Application under Section 11(6) of the Arbitration and Conciliation Act, 1996 for appointment of an arbitrator.

Remedy Sought

The applicant sought appointment of an arbitrator by the court.

Filing Reason

The applicant invoked arbitration but the respondent did not agree to the appointment, leading to the application.

Previous Decisions

The applicant had earlier invoked arbitration by letter dated 16 February 2010, to which the respondent replied on 19 March 2010 stating it would respond as per ICC Rules. These communications were suppressed in the application.

Issues

Whether the application under Section 11(6) is maintainable when the parties have agreed to an institutional arbitration procedure under ICC Rules and the applicant has not first taken recourse to that procedure.

Submissions/Arguments

Applicant: Invoked arbitration and filed application under Section 11(6) for appointment of arbitrator.
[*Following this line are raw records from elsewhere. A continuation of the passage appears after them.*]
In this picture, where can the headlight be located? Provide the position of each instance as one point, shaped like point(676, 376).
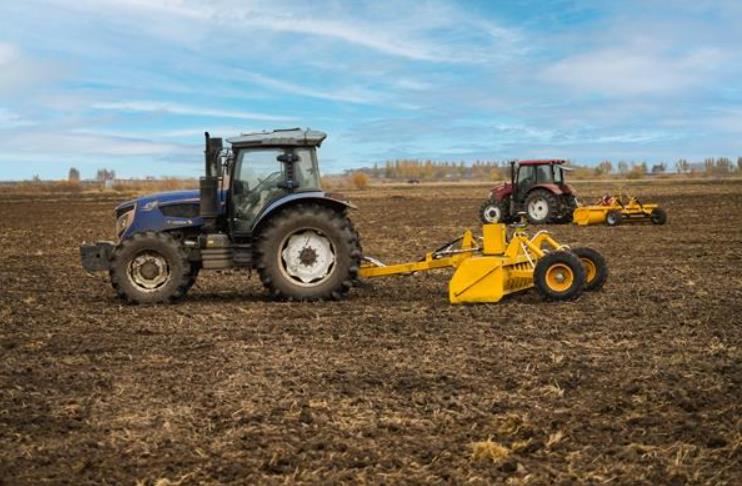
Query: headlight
point(123, 222)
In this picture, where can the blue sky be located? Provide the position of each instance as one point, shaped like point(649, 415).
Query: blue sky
point(132, 84)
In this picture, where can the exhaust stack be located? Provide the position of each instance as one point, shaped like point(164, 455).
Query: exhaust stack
point(209, 184)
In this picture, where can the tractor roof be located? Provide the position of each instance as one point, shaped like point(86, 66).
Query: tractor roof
point(280, 138)
point(542, 162)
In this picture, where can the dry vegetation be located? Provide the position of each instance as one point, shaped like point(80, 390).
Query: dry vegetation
point(637, 384)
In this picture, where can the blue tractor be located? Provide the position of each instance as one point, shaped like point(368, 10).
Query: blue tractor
point(259, 206)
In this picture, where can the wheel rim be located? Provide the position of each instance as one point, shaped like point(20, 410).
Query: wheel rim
point(538, 209)
point(591, 270)
point(149, 271)
point(559, 277)
point(307, 258)
point(492, 214)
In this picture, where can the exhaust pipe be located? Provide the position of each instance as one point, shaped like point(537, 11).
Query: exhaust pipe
point(209, 184)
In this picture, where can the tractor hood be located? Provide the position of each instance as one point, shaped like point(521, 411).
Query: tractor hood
point(161, 198)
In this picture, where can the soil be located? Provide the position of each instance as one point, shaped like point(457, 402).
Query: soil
point(638, 383)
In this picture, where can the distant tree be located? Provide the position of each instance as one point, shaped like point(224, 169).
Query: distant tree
point(605, 167)
point(74, 175)
point(360, 180)
point(623, 167)
point(637, 171)
point(659, 168)
point(723, 166)
point(104, 175)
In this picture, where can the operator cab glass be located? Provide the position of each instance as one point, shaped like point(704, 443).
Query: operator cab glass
point(544, 174)
point(257, 174)
point(526, 177)
point(558, 175)
point(259, 179)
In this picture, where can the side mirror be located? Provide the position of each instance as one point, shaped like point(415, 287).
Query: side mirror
point(288, 158)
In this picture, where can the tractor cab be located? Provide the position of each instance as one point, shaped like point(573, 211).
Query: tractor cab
point(536, 187)
point(266, 167)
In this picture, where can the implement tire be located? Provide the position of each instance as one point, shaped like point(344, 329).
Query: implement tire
point(559, 276)
point(658, 216)
point(308, 252)
point(596, 268)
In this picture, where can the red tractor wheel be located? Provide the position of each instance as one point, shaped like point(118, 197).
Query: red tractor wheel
point(541, 206)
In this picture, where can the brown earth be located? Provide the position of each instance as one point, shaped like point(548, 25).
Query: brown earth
point(639, 383)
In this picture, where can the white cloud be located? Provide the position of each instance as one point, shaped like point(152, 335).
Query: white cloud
point(20, 73)
point(352, 96)
point(70, 144)
point(179, 109)
point(633, 71)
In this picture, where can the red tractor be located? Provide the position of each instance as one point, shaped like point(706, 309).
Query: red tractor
point(536, 187)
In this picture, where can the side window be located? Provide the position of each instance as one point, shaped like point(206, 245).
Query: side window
point(305, 170)
point(543, 173)
point(255, 166)
point(258, 174)
point(526, 176)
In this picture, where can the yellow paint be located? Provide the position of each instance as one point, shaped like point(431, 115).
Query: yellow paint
point(596, 214)
point(483, 273)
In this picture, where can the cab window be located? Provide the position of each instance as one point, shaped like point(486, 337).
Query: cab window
point(544, 174)
point(258, 174)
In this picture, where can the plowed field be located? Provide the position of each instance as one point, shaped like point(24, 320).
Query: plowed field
point(638, 383)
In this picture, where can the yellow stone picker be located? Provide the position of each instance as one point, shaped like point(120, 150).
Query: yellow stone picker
point(614, 210)
point(490, 267)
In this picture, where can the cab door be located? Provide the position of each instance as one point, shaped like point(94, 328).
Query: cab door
point(256, 182)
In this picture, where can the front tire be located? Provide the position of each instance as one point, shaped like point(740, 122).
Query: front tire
point(308, 252)
point(150, 268)
point(559, 276)
point(541, 206)
point(493, 211)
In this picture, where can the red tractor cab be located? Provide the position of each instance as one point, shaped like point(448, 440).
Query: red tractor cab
point(536, 187)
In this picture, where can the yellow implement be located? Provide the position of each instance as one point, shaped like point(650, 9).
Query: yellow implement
point(492, 266)
point(614, 210)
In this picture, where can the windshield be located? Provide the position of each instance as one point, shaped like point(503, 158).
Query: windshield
point(558, 175)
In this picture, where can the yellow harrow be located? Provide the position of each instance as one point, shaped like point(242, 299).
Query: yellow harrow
point(614, 210)
point(488, 268)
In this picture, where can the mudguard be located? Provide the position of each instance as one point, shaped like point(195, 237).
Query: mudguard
point(320, 197)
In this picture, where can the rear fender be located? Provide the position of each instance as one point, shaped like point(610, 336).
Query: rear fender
point(316, 197)
point(552, 188)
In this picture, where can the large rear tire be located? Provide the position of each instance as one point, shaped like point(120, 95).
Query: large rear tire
point(559, 276)
point(149, 268)
point(308, 252)
point(541, 206)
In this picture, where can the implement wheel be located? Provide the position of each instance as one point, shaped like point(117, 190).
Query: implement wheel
point(613, 218)
point(559, 276)
point(658, 216)
point(596, 269)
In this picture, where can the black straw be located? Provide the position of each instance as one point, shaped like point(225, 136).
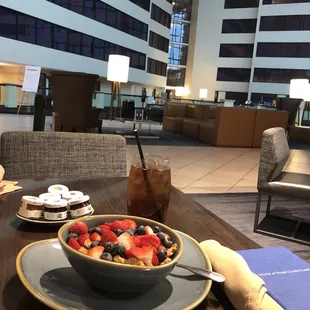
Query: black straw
point(148, 185)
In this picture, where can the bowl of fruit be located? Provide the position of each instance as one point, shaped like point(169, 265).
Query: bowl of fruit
point(119, 253)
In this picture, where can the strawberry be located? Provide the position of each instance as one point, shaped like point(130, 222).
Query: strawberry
point(96, 252)
point(108, 236)
point(145, 254)
point(79, 228)
point(84, 240)
point(123, 225)
point(155, 260)
point(148, 230)
point(104, 226)
point(151, 239)
point(126, 240)
point(74, 244)
point(95, 237)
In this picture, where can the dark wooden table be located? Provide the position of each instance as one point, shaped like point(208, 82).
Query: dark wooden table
point(108, 195)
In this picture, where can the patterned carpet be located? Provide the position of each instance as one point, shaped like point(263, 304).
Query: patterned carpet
point(238, 210)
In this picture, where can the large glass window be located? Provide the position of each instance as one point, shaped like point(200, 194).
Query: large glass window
point(44, 33)
point(234, 4)
point(233, 74)
point(160, 16)
point(159, 42)
point(285, 23)
point(178, 54)
point(8, 23)
point(26, 28)
point(106, 14)
point(236, 50)
point(176, 76)
point(156, 67)
point(239, 26)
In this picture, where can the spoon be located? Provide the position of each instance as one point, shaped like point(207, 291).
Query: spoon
point(214, 276)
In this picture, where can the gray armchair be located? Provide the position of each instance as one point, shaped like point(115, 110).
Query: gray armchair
point(272, 180)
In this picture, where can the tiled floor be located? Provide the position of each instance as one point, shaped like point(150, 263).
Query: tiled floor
point(196, 168)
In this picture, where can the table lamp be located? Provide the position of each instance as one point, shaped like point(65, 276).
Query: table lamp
point(118, 70)
point(203, 93)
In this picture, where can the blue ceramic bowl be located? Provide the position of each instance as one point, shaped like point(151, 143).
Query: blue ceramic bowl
point(114, 277)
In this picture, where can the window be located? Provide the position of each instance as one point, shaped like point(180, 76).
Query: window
point(160, 16)
point(8, 23)
point(159, 42)
point(44, 33)
point(176, 76)
point(178, 54)
point(292, 50)
point(236, 4)
point(179, 32)
point(26, 28)
point(29, 29)
point(236, 50)
point(233, 74)
point(285, 23)
point(156, 67)
point(283, 76)
point(239, 26)
point(283, 1)
point(144, 4)
point(182, 10)
point(108, 15)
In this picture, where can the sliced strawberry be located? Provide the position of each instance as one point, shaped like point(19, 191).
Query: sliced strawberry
point(79, 228)
point(149, 230)
point(155, 260)
point(151, 239)
point(123, 225)
point(95, 237)
point(104, 226)
point(74, 244)
point(126, 240)
point(84, 240)
point(108, 236)
point(96, 251)
point(145, 254)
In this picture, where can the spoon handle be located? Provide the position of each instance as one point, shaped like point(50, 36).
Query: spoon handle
point(214, 276)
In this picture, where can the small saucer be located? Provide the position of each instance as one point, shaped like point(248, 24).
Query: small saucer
point(49, 277)
point(45, 222)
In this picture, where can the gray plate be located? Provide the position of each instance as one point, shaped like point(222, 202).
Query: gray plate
point(47, 274)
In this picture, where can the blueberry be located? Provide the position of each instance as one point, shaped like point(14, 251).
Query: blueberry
point(94, 243)
point(156, 229)
point(168, 243)
point(106, 256)
point(108, 247)
point(140, 230)
point(118, 249)
point(117, 232)
point(161, 237)
point(94, 229)
point(162, 255)
point(72, 235)
point(131, 231)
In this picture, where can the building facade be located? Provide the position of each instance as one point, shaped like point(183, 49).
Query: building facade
point(79, 35)
point(248, 49)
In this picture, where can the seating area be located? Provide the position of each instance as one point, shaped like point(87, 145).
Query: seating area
point(222, 126)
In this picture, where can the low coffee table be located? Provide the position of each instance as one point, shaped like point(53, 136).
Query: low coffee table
point(140, 123)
Respondent: The arbitration agreement provides for ICC Rules; the applicant must first approach the ICC; the application is premature.

Ratio Decidendi

Where parties have agreed to a procedure for appointment of an arbitrator, an application under Section 11(6) is maintainable only if a party fails to act as required under that procedure, or if the parties or arbitrators fail to reach an agreement, or if an institution fails to perform its function. The applicant must first exhaust the agreed procedure before seeking court intervention.

Judgment Excerpts

Where a procedure has been agreed upon between the parties to an arbitration agreement, recourse can be taken to the provisions of Section 11(6) only where : (a) a party fails to act as required under that procedure; or (b) the parties or the two appointed arbitrators fail to reach an agreement expected of them under that procedure; or (c) a person, including an institution, fails to perform any function entrusted to him or it under that procedure.

Procedural History

The applicant filed an arbitration application under Section 11(6) on 3 November 2011. The respondent filed an affidavit-in-reply revealing earlier correspondence. The court heard the matter and dismissed the application on 29 June 2012.